7 Festival Time in Lovran
Just five kilometers from Opatija, Lovran is one of the most sought after summer resorts in Croatia. Protected from the cold winds of winter by Mount Učka and spread out along the oceanfront, Lovran enjoys a mild climate that ensures it is busy year round. Be sure to explore the old fortified part of the town, where some sections of the original wall remain. Popular attractions in this historic area include the Romanesque bell tower and the 14th-century Baroque style Church of St. George (Sv Juraj) on the main square. Popular annual events held in Lovran include St. George's Day Celebrations in April, the Fishermen's Feasts during the summer months, Marunada in October, and a Yachting Regatta in November.
8 The Picturesque Promenade of Lungomare
The Lungomare is a lovely 12-kilometer stretch of promenade that runs all the way along the Adriatic coast from Volosko to Lovran. One of the main highlights in Opatija and the surrounding area, the Lungomare was constructed in the late 19th century when Opatija began to develop itself as a resort destination. At the same time, elegant hotels began springing up, many of which still exist and have been restored and are still catering to wealthy tourists. The Lungomare is a good place to stroll or find your own piece of oceanfront to soak up the sun as it's possible to set up along the shore at any of the many rocky points jutting out into the sea.
The quaint village of Pican, known as Petena during Roman times, lies about 12 kilometers southeast of Pazin and has been of religious importance since the fifth century with a long history as a bishop's see. Today, the village boasts a variety of well-preserved medieval buildings, including the lovely town gates dating from the 14th and 15th centuries. Also of interest is St. Nicephorus Cathedral, originally built in the 14th century and completely rebuilt in the early 1700s. Highlights include the main altar with a superb painting by Valentin Metzinger entitled Annunciation. Also of interest is the Romanesque church of St. Michael (Sv Mihovil) with its splendid 15th-century frescoes.
10 The Roman Ruins of Vrsar
Vrsar (Orsera), a once fortified fishing village with origins dating back to Roman times, contains many old Roman ruins, including the remains of an old villa and the Montaker quarry, still used by sculptors and their students as a source of stone.

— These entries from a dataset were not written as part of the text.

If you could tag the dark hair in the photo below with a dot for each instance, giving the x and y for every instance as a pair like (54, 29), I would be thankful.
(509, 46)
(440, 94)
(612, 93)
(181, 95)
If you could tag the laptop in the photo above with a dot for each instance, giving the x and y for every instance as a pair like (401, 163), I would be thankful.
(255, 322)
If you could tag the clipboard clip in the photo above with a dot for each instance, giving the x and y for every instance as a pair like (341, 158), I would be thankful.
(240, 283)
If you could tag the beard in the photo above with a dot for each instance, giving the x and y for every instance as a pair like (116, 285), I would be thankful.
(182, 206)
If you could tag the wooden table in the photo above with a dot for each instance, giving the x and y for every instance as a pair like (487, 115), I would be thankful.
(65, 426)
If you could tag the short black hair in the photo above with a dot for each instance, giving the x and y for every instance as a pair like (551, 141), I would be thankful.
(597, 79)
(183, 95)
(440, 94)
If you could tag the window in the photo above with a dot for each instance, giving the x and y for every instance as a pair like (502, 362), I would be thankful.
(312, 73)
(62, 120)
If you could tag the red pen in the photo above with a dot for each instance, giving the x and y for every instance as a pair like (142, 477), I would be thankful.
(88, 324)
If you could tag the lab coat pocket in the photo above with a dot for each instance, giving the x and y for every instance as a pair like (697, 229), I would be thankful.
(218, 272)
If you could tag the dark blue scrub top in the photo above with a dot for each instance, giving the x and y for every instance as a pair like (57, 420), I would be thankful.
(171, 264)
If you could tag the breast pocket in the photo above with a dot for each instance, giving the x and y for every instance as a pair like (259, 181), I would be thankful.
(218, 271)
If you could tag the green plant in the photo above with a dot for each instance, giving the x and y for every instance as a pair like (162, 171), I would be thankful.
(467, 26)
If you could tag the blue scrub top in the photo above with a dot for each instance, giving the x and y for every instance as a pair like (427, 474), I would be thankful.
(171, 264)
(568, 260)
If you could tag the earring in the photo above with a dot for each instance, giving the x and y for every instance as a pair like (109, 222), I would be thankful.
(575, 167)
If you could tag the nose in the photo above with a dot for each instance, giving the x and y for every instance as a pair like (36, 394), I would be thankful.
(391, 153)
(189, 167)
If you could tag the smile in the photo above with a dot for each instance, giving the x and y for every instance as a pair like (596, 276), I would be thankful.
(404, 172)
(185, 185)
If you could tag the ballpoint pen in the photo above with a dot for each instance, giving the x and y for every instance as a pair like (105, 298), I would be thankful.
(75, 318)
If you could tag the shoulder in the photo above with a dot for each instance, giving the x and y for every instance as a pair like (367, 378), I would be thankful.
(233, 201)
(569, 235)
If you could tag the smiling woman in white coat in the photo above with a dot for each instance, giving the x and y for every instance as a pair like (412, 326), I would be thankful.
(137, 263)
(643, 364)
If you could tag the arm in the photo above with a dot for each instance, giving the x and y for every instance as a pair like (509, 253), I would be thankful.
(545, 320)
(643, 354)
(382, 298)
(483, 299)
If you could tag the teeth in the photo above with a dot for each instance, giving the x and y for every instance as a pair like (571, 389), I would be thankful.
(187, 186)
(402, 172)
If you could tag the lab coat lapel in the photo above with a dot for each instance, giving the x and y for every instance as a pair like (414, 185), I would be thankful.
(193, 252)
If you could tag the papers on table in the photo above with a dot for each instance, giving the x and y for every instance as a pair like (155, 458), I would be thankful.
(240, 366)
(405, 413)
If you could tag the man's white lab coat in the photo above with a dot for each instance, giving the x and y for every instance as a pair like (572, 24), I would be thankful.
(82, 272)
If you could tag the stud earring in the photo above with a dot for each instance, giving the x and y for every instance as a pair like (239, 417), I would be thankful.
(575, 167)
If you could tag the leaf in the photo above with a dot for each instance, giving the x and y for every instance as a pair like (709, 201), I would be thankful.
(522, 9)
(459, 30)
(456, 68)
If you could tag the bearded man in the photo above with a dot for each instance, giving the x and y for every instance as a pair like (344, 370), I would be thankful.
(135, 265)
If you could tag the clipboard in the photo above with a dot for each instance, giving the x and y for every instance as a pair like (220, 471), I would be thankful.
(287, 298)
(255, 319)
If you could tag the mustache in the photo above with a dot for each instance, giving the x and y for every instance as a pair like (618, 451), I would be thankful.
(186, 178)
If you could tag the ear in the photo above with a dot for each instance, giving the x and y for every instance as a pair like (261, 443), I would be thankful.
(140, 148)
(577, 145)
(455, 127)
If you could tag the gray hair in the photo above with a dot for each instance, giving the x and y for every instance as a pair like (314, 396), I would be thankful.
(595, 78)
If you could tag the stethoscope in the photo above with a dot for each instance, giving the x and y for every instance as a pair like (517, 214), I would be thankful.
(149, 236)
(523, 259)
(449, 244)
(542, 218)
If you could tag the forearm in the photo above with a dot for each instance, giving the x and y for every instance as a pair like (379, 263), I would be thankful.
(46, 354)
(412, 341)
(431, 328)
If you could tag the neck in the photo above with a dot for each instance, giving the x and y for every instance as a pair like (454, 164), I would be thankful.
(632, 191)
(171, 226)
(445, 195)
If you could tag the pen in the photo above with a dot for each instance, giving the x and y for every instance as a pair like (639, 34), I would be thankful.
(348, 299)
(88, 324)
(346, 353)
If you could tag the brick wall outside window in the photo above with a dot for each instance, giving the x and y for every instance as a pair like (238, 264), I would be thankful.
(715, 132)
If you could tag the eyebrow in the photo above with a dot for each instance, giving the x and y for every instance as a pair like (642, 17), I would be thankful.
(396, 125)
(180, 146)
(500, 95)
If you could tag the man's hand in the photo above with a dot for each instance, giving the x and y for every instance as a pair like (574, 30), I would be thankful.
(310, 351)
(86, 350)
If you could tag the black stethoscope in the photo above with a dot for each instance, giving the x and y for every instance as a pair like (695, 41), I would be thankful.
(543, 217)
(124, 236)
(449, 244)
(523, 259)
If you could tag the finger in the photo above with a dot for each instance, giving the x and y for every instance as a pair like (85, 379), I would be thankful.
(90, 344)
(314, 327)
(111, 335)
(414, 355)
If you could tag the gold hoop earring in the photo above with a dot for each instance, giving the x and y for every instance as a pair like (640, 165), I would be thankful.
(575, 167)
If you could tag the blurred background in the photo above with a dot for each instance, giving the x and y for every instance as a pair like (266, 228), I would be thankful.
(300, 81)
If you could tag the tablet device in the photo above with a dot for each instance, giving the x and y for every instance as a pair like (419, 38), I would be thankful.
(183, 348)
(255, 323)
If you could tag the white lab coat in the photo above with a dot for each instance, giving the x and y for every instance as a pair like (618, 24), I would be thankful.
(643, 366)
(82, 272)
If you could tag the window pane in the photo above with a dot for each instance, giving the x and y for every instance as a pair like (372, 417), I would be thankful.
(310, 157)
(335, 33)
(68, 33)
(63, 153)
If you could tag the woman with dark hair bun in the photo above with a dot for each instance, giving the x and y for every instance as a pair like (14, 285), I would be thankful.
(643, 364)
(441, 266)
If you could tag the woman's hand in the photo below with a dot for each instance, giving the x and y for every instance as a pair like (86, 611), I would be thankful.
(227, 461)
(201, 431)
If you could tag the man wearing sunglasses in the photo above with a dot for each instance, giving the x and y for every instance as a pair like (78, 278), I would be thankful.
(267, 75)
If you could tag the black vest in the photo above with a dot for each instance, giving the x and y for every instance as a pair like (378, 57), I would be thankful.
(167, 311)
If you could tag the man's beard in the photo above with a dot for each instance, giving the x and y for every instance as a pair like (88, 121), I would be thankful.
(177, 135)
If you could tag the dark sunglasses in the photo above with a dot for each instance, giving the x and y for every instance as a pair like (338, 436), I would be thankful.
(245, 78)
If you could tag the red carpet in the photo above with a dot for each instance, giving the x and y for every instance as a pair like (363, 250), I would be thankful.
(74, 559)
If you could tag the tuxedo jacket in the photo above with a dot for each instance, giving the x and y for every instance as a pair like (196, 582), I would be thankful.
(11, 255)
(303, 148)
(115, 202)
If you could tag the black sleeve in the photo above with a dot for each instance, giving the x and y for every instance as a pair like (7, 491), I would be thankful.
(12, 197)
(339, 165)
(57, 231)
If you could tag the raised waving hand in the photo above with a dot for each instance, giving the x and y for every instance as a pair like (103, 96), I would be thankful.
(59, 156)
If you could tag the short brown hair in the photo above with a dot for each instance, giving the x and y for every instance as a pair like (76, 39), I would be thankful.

Remnants of the old Roman fortifications can still also be seen, most notably the sea gate from that period, while highlights from later periods include the 10th-century Romanesque Church of St. Mary (Sv Marija) near the waterfront. Also of interest is the 12th-century Vergottini Castle, the nearby 19th-century Church of St. Martin, and the Dusan Dzamonja Sculpture Park just a little way out of town. To the south of Vrsar, the Limski Channel is a marine reserve popular for its many limestone caves, one of which was home to the well known hermit St. Romualdo.